Brigada Nise da Silveira e a experiência do Sim, eu posso em Alagoas
Por Jamile Araújo
Da Página do MST
Uma das experiências de alfabetização através do método cubano “Sim, eu posso” na região Nordeste, realizada pelo Movimento dos Trabalhadores Rurais Sem Terra (MST), foi no estado de Alagoas. Com uma população estimada em 3.351.543 pessoas pelo Instituto Brasileiro de Geografia e Estatística (IBGE) em 2020, a taxa de analfabetismo no estado em 2019 era de 17,1% para pessoas com 15 anos ou mais, de acordo com a Pesquisa Nacional por Amostra de Domicílios Contínua Anual – 2º trimestre de 2019.
A educação de jovens e adultos (EJA) é um desafio para o MST desde os primeiros acampamentos e assentamentos. Marcela Nunes, do Setor de Educação do MST Alagoas, conta que foi identificada a necessidade de contribuir para que os companheiros que tiveram este direito negado pudessem estudar. “Desde então, desenvolvemos diversas experiências no campo da EJA e, em especial, na alfabetização. As primeiras experiências especificamente com o ‘Sim, eu posso’ em Alagoas aconteceram entre 2008 e 2010, com a vinda das brigadas de assessores cubanos, que tinham como missão acompanhar a implementação do método em cerca de 13 estados”.
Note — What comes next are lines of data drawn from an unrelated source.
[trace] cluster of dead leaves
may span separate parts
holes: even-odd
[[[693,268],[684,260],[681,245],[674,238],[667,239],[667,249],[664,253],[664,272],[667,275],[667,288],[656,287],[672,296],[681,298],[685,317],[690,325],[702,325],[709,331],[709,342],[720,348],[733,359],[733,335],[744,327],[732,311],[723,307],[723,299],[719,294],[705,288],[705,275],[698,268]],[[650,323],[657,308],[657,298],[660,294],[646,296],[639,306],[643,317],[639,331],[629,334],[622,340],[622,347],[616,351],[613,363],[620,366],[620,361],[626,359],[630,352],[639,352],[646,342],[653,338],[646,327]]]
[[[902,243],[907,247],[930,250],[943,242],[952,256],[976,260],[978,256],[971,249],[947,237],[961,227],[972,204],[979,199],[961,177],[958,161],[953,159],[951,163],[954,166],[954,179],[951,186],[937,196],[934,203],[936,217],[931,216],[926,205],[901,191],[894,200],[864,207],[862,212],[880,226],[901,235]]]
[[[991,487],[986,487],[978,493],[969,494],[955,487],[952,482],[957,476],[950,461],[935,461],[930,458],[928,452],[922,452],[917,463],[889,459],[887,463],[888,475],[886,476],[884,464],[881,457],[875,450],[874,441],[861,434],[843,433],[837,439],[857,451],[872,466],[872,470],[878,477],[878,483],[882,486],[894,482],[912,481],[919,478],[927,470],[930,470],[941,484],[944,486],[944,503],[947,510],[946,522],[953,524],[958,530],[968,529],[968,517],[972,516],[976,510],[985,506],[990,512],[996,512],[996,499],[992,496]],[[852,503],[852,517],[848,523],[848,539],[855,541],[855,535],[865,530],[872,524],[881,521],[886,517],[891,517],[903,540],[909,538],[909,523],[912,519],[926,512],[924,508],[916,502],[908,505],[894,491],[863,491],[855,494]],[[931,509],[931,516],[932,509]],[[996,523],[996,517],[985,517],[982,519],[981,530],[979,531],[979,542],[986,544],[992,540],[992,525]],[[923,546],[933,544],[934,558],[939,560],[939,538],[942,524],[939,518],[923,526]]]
A educadora explica que no estado de Alagoas foram realizadas turmas na maior parte das regiões nos assentamentos e acampamentos. “Nos últimos anos, contribuímos de forma solidária através da utilização do método cubano para alfabetizar também brasileiros e brasileiras que não fazem parte dos nossos acampamentos e assentamentos, com a experiência de brigadas de alfabetizadores e coordenadores/as que se deslocam de seus estados para o local da ação”, relata.
Marcela diz que a inspiração para a formação da brigada de alfabetização no estado veio com o aprendizado das ações realizadas no Ceará e no Maranhão. “Foi justamente essa experiência acumulada ao longo da última década no trabalho com a EJA e com o ‘Sim, eu Posso’ que nos motivou à convocação da Brigada de Alfabetização em Alagoas, para a qual foi realizada uma convocação especial à juventude a se somar a essa grandiosa tarefa”.
“A Brigada Nacional de Alfabetização em Alagoas em 2017 foi uma ação conduzida pelo MST, que diante da inoperância do Estado, tomou a decisão política de constituir uma ação composta pelos educadores e educadoras que vieram de diferentes estados e regiões do Brasil, com a tarefa de, inseridos numa comunidade, seja do campo ou da cidade, alfabetizar um grupo de jovens e adultos. Para isso, moraram e conviveram durante o período de três meses, vivenciando o dia a dia das comunidades, num processo de formação pessoal e com a missão da alfabetização”, conta a Sem Terra.
Brigada de Alfabetização Nise da Silveira
Segundo Marcela, a Brigada de Alfabetização Nise da Silveira foi composta por jovens brigadistas educadores e educadoras dos estados de Alagoas, Bahia, Ceará, Distrito Federal, Paraná, Pernambuco, Rio Grande do Sul e São Paulo. O perfil dos brigadistas era de jovens: dos 57 educadores, 42 tinham entre 15 e 29 anos.
“Significa que a nossa juventude atendeu ao chamado e se dispôs a participar da missão, essa característica da brigada nos convocou a trabalhar também de acordo com as necessidades da juventude, bem como potencializar a criação e as diferentes linguagens que a juventude domina.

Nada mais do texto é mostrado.